Reputation: 100
I've found some similar solutions, but none that accomplish exactly what I want to do. I have a set of key/value pairs that I want to use for string substitution. e.g.
val replacements = Map( "STREET" -> "ST", "STR" -> "ST")
I am reading a table into a dataframe, and I would like modify a column to replace all instances of the key in my map with their values. So in the above map, look at the "street" column and replace all values of "STREET" with "ST" and all values of "STR" with "ST" etc.
I've been looking at some foldLeft implementations, but haven't been able to finagle it into working.
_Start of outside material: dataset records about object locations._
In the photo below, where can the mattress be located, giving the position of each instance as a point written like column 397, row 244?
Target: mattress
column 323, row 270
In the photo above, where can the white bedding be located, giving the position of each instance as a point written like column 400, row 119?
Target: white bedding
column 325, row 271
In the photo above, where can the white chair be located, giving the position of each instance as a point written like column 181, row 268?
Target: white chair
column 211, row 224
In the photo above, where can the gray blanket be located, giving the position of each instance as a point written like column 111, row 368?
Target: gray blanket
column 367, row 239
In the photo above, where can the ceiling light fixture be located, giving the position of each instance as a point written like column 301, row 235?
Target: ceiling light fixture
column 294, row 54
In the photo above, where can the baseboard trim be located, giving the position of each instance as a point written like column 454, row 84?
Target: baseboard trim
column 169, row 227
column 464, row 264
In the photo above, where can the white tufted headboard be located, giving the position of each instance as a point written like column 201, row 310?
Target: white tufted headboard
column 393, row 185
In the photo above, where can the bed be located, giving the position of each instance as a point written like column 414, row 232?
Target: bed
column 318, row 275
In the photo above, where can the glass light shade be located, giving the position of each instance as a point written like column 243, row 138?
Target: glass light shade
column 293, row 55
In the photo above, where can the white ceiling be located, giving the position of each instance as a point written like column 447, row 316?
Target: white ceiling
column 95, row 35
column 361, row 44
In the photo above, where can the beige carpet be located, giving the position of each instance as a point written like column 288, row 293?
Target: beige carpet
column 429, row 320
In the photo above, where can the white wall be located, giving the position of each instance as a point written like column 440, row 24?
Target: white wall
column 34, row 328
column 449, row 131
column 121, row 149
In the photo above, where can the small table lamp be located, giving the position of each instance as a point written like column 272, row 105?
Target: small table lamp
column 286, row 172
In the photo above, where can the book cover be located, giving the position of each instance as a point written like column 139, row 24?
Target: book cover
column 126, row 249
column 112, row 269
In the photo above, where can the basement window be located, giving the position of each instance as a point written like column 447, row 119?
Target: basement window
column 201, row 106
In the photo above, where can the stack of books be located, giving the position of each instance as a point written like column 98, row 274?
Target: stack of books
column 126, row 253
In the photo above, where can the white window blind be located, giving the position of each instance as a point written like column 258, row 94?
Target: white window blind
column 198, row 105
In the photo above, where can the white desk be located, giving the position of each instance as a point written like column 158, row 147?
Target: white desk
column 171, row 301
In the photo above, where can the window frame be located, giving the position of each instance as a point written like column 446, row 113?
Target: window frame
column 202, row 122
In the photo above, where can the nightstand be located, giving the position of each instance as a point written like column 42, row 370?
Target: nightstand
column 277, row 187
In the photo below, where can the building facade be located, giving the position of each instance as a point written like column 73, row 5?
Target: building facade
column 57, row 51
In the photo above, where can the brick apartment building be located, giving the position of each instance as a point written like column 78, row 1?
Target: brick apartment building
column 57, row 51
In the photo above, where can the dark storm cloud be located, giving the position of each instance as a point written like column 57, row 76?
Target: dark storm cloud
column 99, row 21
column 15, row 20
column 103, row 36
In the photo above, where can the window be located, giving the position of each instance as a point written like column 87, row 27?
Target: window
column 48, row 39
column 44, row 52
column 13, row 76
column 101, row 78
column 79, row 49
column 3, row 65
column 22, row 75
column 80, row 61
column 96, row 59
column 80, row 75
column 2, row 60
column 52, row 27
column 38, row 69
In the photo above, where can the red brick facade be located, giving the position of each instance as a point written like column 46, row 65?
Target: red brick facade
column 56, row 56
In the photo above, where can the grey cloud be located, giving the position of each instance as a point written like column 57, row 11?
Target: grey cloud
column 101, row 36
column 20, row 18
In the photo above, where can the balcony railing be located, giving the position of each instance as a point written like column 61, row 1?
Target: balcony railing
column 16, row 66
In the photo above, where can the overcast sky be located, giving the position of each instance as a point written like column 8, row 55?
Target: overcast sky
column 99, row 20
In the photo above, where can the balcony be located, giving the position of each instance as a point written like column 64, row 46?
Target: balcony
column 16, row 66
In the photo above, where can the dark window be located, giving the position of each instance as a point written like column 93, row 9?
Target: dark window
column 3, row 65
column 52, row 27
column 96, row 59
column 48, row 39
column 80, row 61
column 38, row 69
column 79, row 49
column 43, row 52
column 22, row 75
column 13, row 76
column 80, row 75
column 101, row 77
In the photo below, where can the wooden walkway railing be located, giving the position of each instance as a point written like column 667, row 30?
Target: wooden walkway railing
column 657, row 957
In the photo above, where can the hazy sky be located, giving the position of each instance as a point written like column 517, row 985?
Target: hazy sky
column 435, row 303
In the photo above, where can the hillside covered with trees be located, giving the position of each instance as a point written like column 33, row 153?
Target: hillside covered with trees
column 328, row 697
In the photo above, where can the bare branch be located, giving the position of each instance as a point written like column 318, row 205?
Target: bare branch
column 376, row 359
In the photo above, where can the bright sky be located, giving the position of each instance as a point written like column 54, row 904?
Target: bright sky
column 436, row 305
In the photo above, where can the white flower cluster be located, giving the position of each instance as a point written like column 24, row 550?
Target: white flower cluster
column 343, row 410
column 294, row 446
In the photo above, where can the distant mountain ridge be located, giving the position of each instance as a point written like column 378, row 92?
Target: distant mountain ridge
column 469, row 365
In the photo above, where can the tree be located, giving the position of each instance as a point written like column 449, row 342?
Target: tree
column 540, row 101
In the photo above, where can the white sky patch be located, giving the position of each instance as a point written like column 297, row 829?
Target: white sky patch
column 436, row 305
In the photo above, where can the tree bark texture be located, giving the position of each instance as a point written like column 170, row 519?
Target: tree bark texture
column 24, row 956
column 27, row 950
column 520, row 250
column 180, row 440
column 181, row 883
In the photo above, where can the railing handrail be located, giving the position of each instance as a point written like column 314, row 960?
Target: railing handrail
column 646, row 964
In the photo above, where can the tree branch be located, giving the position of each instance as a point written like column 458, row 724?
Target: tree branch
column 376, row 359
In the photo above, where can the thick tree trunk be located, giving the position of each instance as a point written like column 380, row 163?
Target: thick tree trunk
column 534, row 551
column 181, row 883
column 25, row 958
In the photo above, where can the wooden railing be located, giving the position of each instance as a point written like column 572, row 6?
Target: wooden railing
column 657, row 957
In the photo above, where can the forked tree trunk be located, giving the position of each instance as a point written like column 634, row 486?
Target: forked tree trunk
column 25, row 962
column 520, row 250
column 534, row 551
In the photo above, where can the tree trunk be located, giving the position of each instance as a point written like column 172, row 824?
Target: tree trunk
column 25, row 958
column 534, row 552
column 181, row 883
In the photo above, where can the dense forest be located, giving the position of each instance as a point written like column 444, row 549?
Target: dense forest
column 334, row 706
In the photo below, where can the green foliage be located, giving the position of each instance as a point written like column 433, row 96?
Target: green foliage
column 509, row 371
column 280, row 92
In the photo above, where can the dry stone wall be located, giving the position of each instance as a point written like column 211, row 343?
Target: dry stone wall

A basic solution would be great, but an optimal solution would be something I could plug into a Column function that someone wrote that I was hoping to update. Specifically a line like this:
val CleanIt: Column = trim(regexp_replace(regexp_replace(regexp_replace(colName," OF "," ")," AT "," ")," AND "," "))
Upvotes: 0
Views: 1795
Reputation: 37852
You can create this helper method that transforms a given column and a map of replacements into a new Column
expression:
def withReplacements(column: Column, replacements: Map[String, String]): Column =
replacements.foldLeft[Column](column) {
case (col, (from, to)) => regexp_replace(col, from, to)
}
Then use it on your street
column with your replacements
map:
val result = df.withColumn("street", withReplacements($"street", replacements))
For example:
df.show()
// +------------+------+
// | street|number|
// +------------+------+
// | Main STREET| 1|
// |Broadway STR| 2|
// | 1st Ave| 3|
// +------------+------+
result.show()
// +-----------+------+
// | street|number|
// +-----------+------+
// | Main ST| 1|
// |Broadway ST| 2|
// | 1st Ave| 3|
// +-----------+------+
NOTE: the keys in the map must be valid regular expressions. That means, for example, that if you want to replace the string "St."
with "ST"
, you should use Map("St\\." -> "ST)
(escaping the dot, which otherwise would be interpreted as regex's "any")
Upvotes: 2